It seems that this time of year medical providers frequently receive questions and concerns about fevers. If a child has a fever, parents feel like they need to rush them to the office, or, if after hours, to the ER to have them evaluated, which may or may not be the correct course of action, nor even necessary.
Let’s first try and define what a true fever is. A true fever generally is defined as 100 degrees Fahrenheit. If measuring the forehead with the fancy thermometers that cost $50, take it a few times and use the average, because of poor accuracy.
Do we need to worry about a fever? In most cases no. A fever can actually be a good thing, as it is our body’s natural response to an exposure or an infection, and, in some cases chronic infection. Immunizations can cause fevers and even overdressing your child can make it seem like they have a fever.
If a child's fever reduces with Acetaminophen or Ibuprofen and he or she is, otherwise, acting ok, managing the fever and monitoring your child is an appropriate course of action. You don’t even necessarily need to give the child anything for fever if the child is still acting ok and not complaining of anything specific.
If the child is uncomfortable, as typical with fevers above 102 – 103, administer the child some Acetaminophen or Ibuprofen to bring the temperature down to make them more comfortable. In other words, treat the patient, not the fever.
For infants though, fevers can be very serious, so if you have a baby under 8 weeks with a fever, you should contact your medical provider right away.
If you’re not sure if you should worry about a fever, call your provider and seek guidance from the trained triage staff to determine necessity for an office visit. Some symptoms in conjunction with a fever warrant an evaluation within 24 hours.
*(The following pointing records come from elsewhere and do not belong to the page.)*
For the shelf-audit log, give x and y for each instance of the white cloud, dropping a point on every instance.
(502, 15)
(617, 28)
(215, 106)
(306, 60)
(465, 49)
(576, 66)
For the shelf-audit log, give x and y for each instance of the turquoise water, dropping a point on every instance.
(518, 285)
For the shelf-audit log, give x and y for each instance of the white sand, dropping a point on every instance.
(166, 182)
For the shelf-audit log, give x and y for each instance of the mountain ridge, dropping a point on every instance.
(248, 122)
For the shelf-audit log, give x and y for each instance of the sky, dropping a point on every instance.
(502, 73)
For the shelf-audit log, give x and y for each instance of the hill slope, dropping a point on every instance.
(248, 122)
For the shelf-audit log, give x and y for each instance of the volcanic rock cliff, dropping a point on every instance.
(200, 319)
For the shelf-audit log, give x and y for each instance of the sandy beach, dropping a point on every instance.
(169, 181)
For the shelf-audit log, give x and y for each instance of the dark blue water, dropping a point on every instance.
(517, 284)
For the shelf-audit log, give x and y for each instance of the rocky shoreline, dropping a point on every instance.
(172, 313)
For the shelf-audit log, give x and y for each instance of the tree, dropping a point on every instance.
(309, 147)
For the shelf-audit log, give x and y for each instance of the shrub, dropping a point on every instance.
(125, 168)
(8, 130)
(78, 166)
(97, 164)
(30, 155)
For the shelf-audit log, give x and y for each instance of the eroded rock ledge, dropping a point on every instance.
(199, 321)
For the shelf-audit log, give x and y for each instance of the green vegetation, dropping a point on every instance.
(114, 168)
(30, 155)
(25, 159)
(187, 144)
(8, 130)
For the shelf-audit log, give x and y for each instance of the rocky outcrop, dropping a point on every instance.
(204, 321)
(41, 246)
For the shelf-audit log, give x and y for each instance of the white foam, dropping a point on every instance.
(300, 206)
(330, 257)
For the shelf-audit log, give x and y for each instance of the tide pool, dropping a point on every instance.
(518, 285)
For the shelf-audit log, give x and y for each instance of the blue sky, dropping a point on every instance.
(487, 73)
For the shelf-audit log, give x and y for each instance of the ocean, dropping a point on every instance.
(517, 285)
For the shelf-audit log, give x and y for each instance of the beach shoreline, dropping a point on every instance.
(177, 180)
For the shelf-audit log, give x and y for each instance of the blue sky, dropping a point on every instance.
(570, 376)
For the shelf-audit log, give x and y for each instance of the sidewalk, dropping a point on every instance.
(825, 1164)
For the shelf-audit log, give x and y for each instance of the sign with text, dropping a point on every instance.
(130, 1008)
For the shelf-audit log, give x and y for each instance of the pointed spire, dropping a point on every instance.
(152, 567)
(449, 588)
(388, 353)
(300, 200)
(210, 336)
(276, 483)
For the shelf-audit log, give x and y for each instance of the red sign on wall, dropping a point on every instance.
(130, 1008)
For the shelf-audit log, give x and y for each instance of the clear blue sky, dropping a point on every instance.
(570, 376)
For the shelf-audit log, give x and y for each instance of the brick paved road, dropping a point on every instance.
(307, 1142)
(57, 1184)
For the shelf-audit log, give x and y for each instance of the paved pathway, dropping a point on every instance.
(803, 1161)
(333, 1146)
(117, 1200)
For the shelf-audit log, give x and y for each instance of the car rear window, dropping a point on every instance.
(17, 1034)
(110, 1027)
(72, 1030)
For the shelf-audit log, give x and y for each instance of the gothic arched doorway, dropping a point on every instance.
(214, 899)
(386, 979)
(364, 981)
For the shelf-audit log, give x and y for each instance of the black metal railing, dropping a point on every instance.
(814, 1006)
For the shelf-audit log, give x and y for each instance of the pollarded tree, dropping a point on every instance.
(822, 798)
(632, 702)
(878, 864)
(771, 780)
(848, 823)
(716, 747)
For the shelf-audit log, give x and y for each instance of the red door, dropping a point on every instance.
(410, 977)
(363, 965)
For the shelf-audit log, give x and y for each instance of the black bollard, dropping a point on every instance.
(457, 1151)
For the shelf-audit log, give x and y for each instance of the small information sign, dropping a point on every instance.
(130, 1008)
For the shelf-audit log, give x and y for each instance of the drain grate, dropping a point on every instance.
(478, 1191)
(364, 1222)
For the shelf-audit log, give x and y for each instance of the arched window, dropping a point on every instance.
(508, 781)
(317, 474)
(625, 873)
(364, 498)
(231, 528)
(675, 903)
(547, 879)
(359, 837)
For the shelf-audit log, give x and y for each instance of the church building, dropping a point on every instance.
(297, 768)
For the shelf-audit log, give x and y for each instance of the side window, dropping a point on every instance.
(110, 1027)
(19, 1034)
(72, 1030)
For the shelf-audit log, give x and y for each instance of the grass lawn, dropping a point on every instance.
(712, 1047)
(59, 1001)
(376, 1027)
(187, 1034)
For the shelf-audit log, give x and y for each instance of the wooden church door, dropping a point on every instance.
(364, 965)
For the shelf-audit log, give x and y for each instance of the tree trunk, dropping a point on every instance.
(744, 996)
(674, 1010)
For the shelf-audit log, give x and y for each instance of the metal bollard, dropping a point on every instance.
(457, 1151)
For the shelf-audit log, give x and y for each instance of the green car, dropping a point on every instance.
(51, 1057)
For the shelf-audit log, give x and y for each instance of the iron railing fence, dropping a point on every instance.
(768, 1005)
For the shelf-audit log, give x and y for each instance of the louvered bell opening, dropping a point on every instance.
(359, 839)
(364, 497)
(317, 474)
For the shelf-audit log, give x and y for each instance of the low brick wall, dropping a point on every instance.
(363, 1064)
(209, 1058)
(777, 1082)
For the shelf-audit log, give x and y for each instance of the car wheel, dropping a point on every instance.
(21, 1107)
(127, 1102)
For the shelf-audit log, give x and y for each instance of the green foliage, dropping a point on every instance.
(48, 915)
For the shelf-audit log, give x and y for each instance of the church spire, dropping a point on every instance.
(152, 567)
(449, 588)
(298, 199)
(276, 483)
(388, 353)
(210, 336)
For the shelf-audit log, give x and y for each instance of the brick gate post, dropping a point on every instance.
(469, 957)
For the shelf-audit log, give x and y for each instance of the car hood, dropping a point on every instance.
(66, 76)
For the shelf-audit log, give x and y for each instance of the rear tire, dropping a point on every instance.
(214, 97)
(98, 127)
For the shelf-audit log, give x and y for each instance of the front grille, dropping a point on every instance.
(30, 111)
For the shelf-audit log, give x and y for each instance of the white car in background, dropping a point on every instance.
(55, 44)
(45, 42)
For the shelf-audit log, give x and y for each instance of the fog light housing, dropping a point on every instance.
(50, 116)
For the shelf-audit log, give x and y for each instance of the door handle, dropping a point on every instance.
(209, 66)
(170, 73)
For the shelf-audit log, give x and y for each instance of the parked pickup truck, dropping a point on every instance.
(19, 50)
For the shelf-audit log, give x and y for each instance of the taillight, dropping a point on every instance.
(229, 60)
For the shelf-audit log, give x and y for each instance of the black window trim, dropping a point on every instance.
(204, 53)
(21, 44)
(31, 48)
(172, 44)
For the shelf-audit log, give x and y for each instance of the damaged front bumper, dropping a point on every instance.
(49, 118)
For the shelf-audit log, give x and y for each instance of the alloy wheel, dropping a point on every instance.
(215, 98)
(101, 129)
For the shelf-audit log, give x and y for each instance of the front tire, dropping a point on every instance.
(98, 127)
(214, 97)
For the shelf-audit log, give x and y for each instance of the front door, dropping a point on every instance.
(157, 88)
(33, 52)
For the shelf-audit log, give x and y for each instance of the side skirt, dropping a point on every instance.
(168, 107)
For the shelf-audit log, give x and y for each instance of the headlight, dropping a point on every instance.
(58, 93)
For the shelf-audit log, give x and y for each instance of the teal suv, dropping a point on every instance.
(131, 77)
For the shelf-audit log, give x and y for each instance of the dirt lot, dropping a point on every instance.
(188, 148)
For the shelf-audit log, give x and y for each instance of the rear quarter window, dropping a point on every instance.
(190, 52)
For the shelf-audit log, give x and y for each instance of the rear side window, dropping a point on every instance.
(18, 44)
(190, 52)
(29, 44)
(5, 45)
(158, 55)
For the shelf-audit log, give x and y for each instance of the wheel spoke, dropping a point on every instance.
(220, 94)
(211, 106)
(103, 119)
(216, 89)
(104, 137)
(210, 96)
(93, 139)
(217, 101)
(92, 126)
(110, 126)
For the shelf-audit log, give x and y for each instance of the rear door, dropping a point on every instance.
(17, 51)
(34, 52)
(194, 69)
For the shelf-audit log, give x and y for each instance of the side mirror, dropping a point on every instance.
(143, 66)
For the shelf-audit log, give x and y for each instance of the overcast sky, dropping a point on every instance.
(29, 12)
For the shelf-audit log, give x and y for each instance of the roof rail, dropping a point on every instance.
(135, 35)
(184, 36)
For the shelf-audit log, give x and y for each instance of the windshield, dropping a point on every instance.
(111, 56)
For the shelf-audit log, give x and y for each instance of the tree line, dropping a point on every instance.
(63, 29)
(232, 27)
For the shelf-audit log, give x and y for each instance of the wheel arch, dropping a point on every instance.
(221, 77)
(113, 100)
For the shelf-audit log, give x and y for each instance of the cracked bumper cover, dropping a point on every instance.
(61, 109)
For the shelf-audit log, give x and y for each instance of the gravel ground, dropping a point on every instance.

When should my child be seen for a fever? Many viral illnesses are associated with fevers that can last up to 72 hours. So if a fever lasts longer than 72 hours, contact your healthcare provider. If the fever comes with specific complaints such as coughing or ear pain, you may want your child evaluated to rule our signs of bacterial infections. A fever and flu-like symptoms should actually be seen within the first 48 hours so that Tamiflu may be initiated, if appropriate.
Should I take my child to the ER in the evenings or the middle of the night if he/she develops a fever? In most cases, simply having a fever shouldn’t warrant a trip to the ER in the middle of the night. In fact, fevers are usually higher in the evening and night than during the day, so don’t be surprised if it is higher in the middle of the night. It doesn’t necessarily mean they are getting worse. In most cases, you can manage the child’s comfort level overnight and have them seen the next day, if needed. Taking the child to the ER should be a last resort due to a number of exposures you and your family will get at the ER.
Remember, fevers are a natural response by the body to infection and represents defenses are working properly. But, there are instances when fevers need to be evaluated as soon as possible. I hope, after reading this, you will be better prepared to identify when those instances are. But if not, that’s ok, you can always contact your healthcare provider and they can help walk you through it.
Remember to wash those hands and keep your hands away from your face!!!!